The isospin structure of photoproduction of pi-eta pairs from the nucleon in the threshold region

TL;DR

This study measures the photoproduction of pi-eta pairs from nucleons near threshold energies, revealing isospin-dependent cross sections and supporting a dominant reaction mechanism involving delta resonances, with results compared to theoretical models.

Contribution

First measurements of quasi-free pi-eta photoproduction from bound nucleons, including reactions from free protons, and investigation of isospin structure and reaction mechanisms.

Findings

Cross sections follow expected isospin relations.

Dominant reaction chain involves delta resonance decay.

Results agree with isobar reaction model predictions.

Abstract

Photoproduction of $\pi\eta$-pairs from nucleons has been investigated from threshold up to incident photon energies of $\approx$~1.4~GeV. The quasi-free reactions $\gamma p\rightarrow p\pi^0\eta$, $\gamma n\rightarrow n\pi^0\eta$, $\gamma p\rightarrow n\pi^+\eta$, and $\gamma n\rightarrow p\pi^-\eta$ were for the first time measured from nucleons bound in the deuteron. The corresponding reactions from a free-proton target were also studied to investigate final-state interaction effects (for neutral pions the free-proton results could be compared to previous measurements; the $\gamma p\rightarrow n\pi^+\eta$ reaction was measured for the first time). For the $\pi^0\eta$ final state coherent production via the $\gamma d\rightarrow d\pi^0\eta$ reaction was also investigated. The experiments were performed at the tagged photon beam of the Mainz MAMI accelerator using an almost $4\pi$ coverage electromagnetic calorimeter composed of the Crystal Ball and TAPS detectors.
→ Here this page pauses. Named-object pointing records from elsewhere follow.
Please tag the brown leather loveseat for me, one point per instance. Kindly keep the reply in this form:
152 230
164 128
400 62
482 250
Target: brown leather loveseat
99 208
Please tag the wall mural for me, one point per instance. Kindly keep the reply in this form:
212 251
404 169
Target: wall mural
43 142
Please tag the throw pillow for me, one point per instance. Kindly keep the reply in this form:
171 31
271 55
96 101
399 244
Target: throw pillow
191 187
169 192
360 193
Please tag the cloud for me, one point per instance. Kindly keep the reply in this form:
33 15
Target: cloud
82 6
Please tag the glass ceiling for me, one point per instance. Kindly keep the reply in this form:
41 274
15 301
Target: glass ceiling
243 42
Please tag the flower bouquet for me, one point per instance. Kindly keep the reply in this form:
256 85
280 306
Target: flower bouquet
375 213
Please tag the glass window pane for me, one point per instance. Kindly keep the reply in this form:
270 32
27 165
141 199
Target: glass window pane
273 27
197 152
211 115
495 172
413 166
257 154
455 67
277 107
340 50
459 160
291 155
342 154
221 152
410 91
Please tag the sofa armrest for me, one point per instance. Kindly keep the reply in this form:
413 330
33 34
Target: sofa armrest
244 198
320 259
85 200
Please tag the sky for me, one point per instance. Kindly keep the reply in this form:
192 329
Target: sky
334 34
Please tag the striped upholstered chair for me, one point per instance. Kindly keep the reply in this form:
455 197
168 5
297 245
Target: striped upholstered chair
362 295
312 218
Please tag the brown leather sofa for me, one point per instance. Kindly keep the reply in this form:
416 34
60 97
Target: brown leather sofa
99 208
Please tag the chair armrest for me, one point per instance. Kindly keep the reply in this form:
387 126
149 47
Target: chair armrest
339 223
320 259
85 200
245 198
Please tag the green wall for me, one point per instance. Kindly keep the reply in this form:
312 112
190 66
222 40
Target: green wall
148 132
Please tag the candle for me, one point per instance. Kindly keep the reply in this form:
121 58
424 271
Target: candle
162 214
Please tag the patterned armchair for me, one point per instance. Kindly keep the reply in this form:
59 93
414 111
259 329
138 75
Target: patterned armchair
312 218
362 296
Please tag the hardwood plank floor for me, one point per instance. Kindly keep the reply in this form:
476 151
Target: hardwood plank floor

The total cross sections for the four different final states obey the relation $\sigma(p\pi^0\eta)$ $\approx$ $\sigma(n\pi^0\eta)$ $\approx$ $2\sigma(p\pi^-\eta)$ $\approx$ $2\sigma(n\pi^+\eta)$ as expected for a dominant contribution from a $\Delta^{\star}\rightarrow\eta\Delta(1232)\rightarrow\pi\eta N$ reaction chain, which is also supported by the shapes of the invariant-mass distributions of nucleon-meson and $\pi$-$\eta$ pairs. The experimental results are compared to the predictions from an isobar reaction model.